The proposal might still be amended, and SEC Chair Gary Gensler was unable to say what the time frame will be for implementation, according to the Times. But the proposal is raising early alarms in the commercial real estate industry, with some wondering who, exactly, will be responsible for collecting and reporting such data.

The real estate industry is responsible for about 39% of total global emissions, per the International Energy Agency. Approximately 11% of emissions are generated by manufacturing materials such as steel and cement used in buildings, with the remainder emitted from buildings themselves and by generating the energy to power them.

Michael Biles, partner at King & Spalding's securities enforcement and regulation practice, suggested to GlobeSt.com that a software company that rents an office from an insurance company may be confused about who discloses electricity emissions.

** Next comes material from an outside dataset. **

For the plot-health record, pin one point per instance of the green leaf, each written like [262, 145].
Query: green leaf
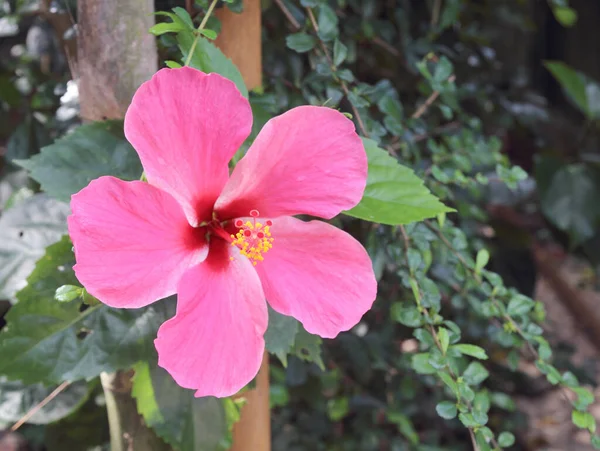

“[T]he real question is how far will the requirements go?” Thomas Gorman, a partner in the law firm Dorsey & Whitney, said in a statement reported by GlobeSt. “The answer is in probability not as far as some foreign regulators such as the Hong Kong securities commission and the Monetary Authority of Singapore who are leaders in this area have gone. There will surely be a beginning, however, which in probability will be followed by lawsuits.”

Gensler dismissed overreach criticism to Times and didn't comment on potential legal challenges.

Many companies have been reporting climate information voluntarily to this point, the Times reports, but some have received criticism in the past for greenwashing, or deceptively convincing consumers they are following best environmental practices. For example, net-zero carbon standards for buildings can be misleading, Bisnow reported previously, when real estate companies stretch the definition of net-zero to not include emissions from manufacturing glass, steel and concrete, or not including a tenant's emissions.

Rhode Island Sen. Sheldon Whitehouse, a Democrat, told the Times the SEC should go further with the proposal and include disclosures on climate-related lobbying and influencing, adding he believes it is the most material disclosure a company could make.

Gensler says the SEC is responding to broader investor demand for information on climate risks.

“It’s a disclosure regime within a long tradition of disclosure regimes,” he told the Times.